Juan Antonio García Amado

1. Breve encuadre del tema

                Parece mentira, pero todavía se sigue debatiendo en cierta teoría del Derecho sobre si los jueces ejercen discrecionalidad en grado relevante o si, por el contrario, las soluciones correctas para cada caso vienen predetereminadas y tasadas por el Derecho, sea cual sea la sustancia última o materia prima del Derecho. En este tema hay una gran paradoja, pues mientras en el siglo XIX era el paleopositiivismo metafísico de la Escuela de la Exégesis (Francia) y de la Jurisprudencia de Conceptos (Alemania) el que negaba la discrecionalidad judicial y confiaba en la perfección del Derecho en cuanto que capaz para dictarle al juez, de modo bien “audible”, la respuesta única correcta para cada caso, durante el siglo XX la afirmación de altos componentes de inevitable discrecionalidad judicial se hizo patrimonio de todos los iuspositivismos, de la mano de la idea de que no hay Derecho perfecto, y fue el iusmoralismo de corte dworkiniano el que recogió el testigo metafísico y se encargó ahora de negar tal discrecionalidad, a base de confiar en una perfección de los sistemas jurídicos, aptos para dictarle a un juez también perfecto, Hércules, la resolución plenamente jurídica y moralmente inobjetable para cada asunto[1].

                Aquí la discrecionalidad judicial vamos a asumirla como obvia e insoslayable. Baste recordar que el juez la ejercerá siempre que en caso de que haya dudas sobre los hechos y quepa discutir, por tanto, la valoración de las pruebas, o cuando haya lagunas normativas o concurran alternativas interpretativas de las normas del caso. Adicionalmente, las propias normas dejan a menudo al juez márgenes o espacio para que concrete, dentro de ciertos límites, la consecuencia jurídica que aplica. De eso vamos a hablar enseguida.

                Hay teóricos del Derecho que manifiestan aversión a la discrecionalidad judicial porque estiman que reconocerla es abrir la puerta a la arbitrariedad. Para muchos de tales doctrinantes, son las reglas de la argumentación racional las que, bien usadas, permiten a los jueces y tribunales una reflexión que aboque al conocimiento y aplicación de la respuesta objetivamente correcta para cada caso, ideal o potencialmente sin discrecionalidad ninguna, sin márgenes apenas para la subjetiva opción del juez, salvo por el muy humano riesgo de error.
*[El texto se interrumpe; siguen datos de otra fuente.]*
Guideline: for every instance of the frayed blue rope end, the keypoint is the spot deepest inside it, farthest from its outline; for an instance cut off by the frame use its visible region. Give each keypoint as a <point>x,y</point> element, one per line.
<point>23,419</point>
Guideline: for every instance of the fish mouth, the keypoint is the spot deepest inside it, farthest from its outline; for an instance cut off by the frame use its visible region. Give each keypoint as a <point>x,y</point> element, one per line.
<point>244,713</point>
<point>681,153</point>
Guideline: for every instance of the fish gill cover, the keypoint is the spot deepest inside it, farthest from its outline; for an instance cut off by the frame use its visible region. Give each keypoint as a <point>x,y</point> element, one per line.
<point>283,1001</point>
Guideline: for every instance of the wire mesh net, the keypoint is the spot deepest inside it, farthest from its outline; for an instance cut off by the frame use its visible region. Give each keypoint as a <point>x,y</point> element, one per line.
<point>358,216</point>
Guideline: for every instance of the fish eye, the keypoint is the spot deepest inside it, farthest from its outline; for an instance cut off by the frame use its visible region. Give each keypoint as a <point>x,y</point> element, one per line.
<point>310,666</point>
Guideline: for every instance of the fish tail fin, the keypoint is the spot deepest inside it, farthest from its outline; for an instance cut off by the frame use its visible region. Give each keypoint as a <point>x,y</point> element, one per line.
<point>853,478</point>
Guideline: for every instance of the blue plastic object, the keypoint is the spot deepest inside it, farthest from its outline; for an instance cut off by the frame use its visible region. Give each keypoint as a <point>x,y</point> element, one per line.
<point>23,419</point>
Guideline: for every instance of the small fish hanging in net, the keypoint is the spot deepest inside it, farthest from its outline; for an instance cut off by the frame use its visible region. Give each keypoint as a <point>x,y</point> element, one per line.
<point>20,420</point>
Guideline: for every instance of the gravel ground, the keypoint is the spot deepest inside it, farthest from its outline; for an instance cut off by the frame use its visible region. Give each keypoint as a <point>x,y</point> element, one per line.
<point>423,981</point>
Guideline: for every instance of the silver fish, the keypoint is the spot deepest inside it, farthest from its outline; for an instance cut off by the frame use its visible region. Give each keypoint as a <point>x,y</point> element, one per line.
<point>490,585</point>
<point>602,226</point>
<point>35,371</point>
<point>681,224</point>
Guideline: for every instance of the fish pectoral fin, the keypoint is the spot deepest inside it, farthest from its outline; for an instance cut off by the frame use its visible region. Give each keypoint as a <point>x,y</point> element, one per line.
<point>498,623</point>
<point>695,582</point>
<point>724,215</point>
Así pues, el Derecho tiene en sí mismo perfección y pujanza suficientes para dictarle al juez bien preparado y dispuesto lo que tiene que decidir en su caso, y se lo muestra con suficiente precisión. La decisión judicial plenamente correcta sería aquella que viene dada por un Derecho que incorpora elementos morales cuyo conocimiento y fuerza de convicción han de estar garantizados por los pasos y reglas de la argumentación racional. Ese juez filósofo está particularmente capacitado para dar con esa solución única correcta, pues haberla, hayla, y tanto más probable será que la encuentre y la imponga cuanto más sólida sea su formación filosófica y su sensibilidad moral.

                Yo no estoy de acuerdo con esos planteamientos, cuyo idealismo reproduce en pleno siglo XXI aquel ingenuo ideal de la teoría decimonónica del Derecho, otra vez a base de hacer del Derecho un sistema normativo perfecto, aun cuando el Derecho positivo pueda considerarse siempre defectuoso. Por eso estas teorías jurídicas tienen que ser iusmoralistas, porque reconocer que el Derecho es perfecto, racional y ultrapotente supone afirmar que tales propiedades evidentemente no corresponden al Derecho positivo, en cualquiera de sus manifestaciones y fuentes, sino a la moral objetivamente correcta y tomada como parte complementaria y superior de todo auténtico sistema jurídico. Por eso es innegable y todos admitimos hoy que no puede haber iusmoralismo coherente sin objetivismo moral. Decirse iusmoralista y no objetivista en lo moral es sencillamente absurdo. Pero este no es el tema de hoy, sólo el encuadramiento de lo que quiero contar.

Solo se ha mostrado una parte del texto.